After palm oil, many other Malaysian exports may face restrictions from India as the Modi administration expresses anger over Malaysian PM's CAA remark.
  • Miffed by Malaysian PM's remarks on CAA, Indian govt is likely to increase restriction on imports from his country
  • India may limit imports of Petroleum crude, palm oil and aluminum wire, among other products from Malaysia
  • India, which is the largest consumer of palm oil, has already restricted its imports from Malaysia
Palm oil fruits
© Palm oil fruitsThe Indian government had kickstarted imposing restrictions by bringing limiting import of palm oil from Malaysia, thus altering the trade relationship between the world's biggest edible oil buyer - India, and the key supplier - Malaysia.
Miffed over Malaysian Prime Minister Mahathir Mohamad's criticism of India's domestic issues like CAA, the Modi government has set into motion an exercise which may bring more curbs on exports from the southeast nation.

The cabinet secretariat has already written to the Ministry of Commerce seeking "trade remedial action against restrictive trade practices of Malaysia".

Kuala Lumpur's refusal to revoke permanent resident status for controversial Islamic preacher Zakir Naik has also affected India's attitude towards the nation.

India Today TV has accessed the directive sent by the cabinet secretariat to look into the scope for enforcing restrictions on a large number of major imports from Malaysia.

This includes Petroleum crude, refined palm oil, crude palm oil, copper and aluminum wire, microprocessors and other computer and telecom products, turbojets, aluminum ingots, LNG etc.

The government had kick started imposing restrictions by bringing limiting import of palm oil from Malaysia, thus altering the trade relationship between the world's biggest edible oil buyer - India, and the key supplier - Malaysia.
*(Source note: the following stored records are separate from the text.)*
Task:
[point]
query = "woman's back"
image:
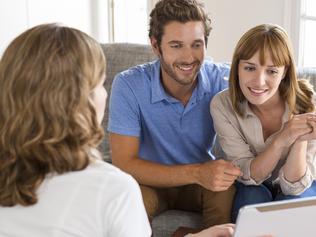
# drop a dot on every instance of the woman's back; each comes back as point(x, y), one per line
point(96, 201)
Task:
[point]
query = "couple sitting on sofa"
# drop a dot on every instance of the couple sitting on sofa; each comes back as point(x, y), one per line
point(161, 131)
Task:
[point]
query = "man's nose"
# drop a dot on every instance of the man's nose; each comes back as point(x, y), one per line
point(187, 54)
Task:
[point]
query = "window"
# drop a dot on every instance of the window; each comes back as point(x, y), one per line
point(308, 34)
point(129, 21)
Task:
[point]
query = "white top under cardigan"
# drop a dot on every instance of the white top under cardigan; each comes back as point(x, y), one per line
point(241, 139)
point(100, 201)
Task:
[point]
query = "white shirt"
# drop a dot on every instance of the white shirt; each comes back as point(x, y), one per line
point(242, 140)
point(99, 201)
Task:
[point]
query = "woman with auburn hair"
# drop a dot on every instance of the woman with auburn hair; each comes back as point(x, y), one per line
point(52, 179)
point(265, 121)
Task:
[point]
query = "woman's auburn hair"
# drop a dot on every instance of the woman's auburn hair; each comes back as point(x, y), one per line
point(270, 39)
point(48, 123)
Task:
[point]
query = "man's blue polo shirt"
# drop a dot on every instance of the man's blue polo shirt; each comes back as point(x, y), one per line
point(169, 133)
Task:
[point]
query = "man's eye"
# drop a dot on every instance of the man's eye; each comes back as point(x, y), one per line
point(175, 46)
point(272, 72)
point(197, 45)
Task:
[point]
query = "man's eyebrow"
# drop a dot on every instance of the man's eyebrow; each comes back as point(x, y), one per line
point(175, 42)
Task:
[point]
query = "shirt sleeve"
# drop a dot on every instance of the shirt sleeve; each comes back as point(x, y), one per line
point(126, 215)
point(306, 181)
point(231, 138)
point(124, 117)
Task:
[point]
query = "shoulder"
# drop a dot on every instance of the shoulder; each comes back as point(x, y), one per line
point(103, 172)
point(221, 99)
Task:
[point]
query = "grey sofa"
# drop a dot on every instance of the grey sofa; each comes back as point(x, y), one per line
point(121, 56)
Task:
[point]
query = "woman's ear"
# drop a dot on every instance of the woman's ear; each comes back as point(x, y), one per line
point(284, 73)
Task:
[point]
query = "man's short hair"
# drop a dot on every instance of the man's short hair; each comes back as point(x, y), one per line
point(182, 11)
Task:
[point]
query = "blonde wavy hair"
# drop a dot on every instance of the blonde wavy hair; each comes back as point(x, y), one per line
point(271, 39)
point(48, 122)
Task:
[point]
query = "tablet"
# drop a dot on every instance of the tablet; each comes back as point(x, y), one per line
point(290, 218)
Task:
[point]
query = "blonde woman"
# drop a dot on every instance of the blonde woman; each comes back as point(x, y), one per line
point(265, 122)
point(52, 181)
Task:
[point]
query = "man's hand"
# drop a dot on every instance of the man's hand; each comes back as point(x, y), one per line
point(225, 230)
point(217, 175)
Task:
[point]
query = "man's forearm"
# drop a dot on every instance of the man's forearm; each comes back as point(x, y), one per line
point(158, 175)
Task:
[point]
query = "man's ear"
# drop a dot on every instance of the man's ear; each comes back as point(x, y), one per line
point(154, 45)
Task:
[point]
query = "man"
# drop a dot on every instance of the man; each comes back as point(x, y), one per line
point(160, 127)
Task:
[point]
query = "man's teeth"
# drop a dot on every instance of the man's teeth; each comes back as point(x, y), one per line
point(257, 90)
point(185, 68)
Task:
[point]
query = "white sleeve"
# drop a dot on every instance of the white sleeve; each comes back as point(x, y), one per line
point(125, 215)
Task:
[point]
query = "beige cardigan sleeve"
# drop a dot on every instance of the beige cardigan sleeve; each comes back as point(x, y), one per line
point(231, 137)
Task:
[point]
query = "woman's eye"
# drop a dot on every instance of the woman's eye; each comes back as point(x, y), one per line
point(273, 72)
point(247, 68)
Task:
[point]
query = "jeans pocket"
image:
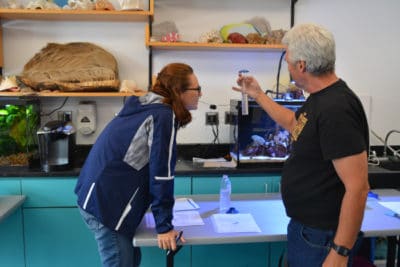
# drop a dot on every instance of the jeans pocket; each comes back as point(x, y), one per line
point(316, 238)
point(91, 221)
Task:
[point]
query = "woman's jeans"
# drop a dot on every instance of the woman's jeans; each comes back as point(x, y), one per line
point(308, 247)
point(115, 249)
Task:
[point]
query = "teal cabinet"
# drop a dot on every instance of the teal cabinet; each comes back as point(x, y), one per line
point(183, 185)
point(11, 234)
point(49, 192)
point(55, 234)
point(58, 237)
India had imported 4.4 million tonnes of palm oil from Malaysia in 2018-19.

The decision also has a 'Make in India' connection. The government claims that the restrictions will also boost business for Indian refiners of crude palm oil. India is one of the world's largest vegetable oil consumers with an average Indian consuming over 20 kg of vegetable oil a year.

If India goes ahead with imposing restrictions, it would create a big setback for Malaysia as all the above items make up almost $11 billion worth exports to India in 2018-19 and almost $7 billion in April 2019-20. There was a growth of 20.1 per cent in 2018-19. In contrast, India's export to Malaysia was at 6.4 billion in 2018-19 and $4 billion in April to November 2019.

The refined palm oil export was slapped a 5 per cent safeguard duty, which is now valid until March 2020. It has been decided that refined palm oil would be shifted to a restricted category requiring importers to obtain a licence from the directorate general of foreign trade which would ensure stringent scrutiny of all licences to prevent "harm on domestic industry", the note from cabinet secretariat said.

The Ministry of Electronics and Information Technology has been directed to notify technical standards for microprocessors by the end of January. In an attempt to curb unrestricted imports into India from countries like Malaysia, a mechanism for stringent enforcement of the standards is being worked out. The customs department in fact has already been asked to conduct 100 per cent inspection of all microprocessors being imported.

The secretary mines has been asked to consider establishing an import monitoring system to discourage imports of products with the potential to harm the domestic industry.

Malaysian palm oil now faces 50 per cent import tariff, due to an additional 5 per cent safeguard duty as compared to just 45 per cent on Indonesian oil.

Interestingly, India is tightening the screws on imports from China following steadfast support for Pakistan by India's neighbour.

While the focus of creating protective barriers against dumping by China has been on large products small items like mobile accessories have continued unrestricted flow into India hurting domestic manufacturers and boosting the sales of their Chinese counterparts.

These items escape notice as during the import process they are classified in the category called "others".

Minor items like unsorted waste and scrap witnessed a spurt of about 40 per cent in the recent past. The sale of items like antennas used in various sectors saw a jump of 30 per cent, in the last fiscal. These were imports which used to raise no alarms like steel or chemicals but eventually used to form $100 billion or 20 per cent of India's imports.

Now the DGFT is looking into for ways to create a licensing mechanism for 'other item' imports.

A senior ministry of commerce officials told India Today TV that a large number of items making up 25 per cent of India's imports cannot be ignored. "The country needs to know what is being imported. There needs to be a mechanism in place to set quality standards and enforcement."

Commerce minister Piyush Goyal had recently flagged the issue and said that the Indian government, like Germany, may restrict the import of products that are being brought into India under the others category.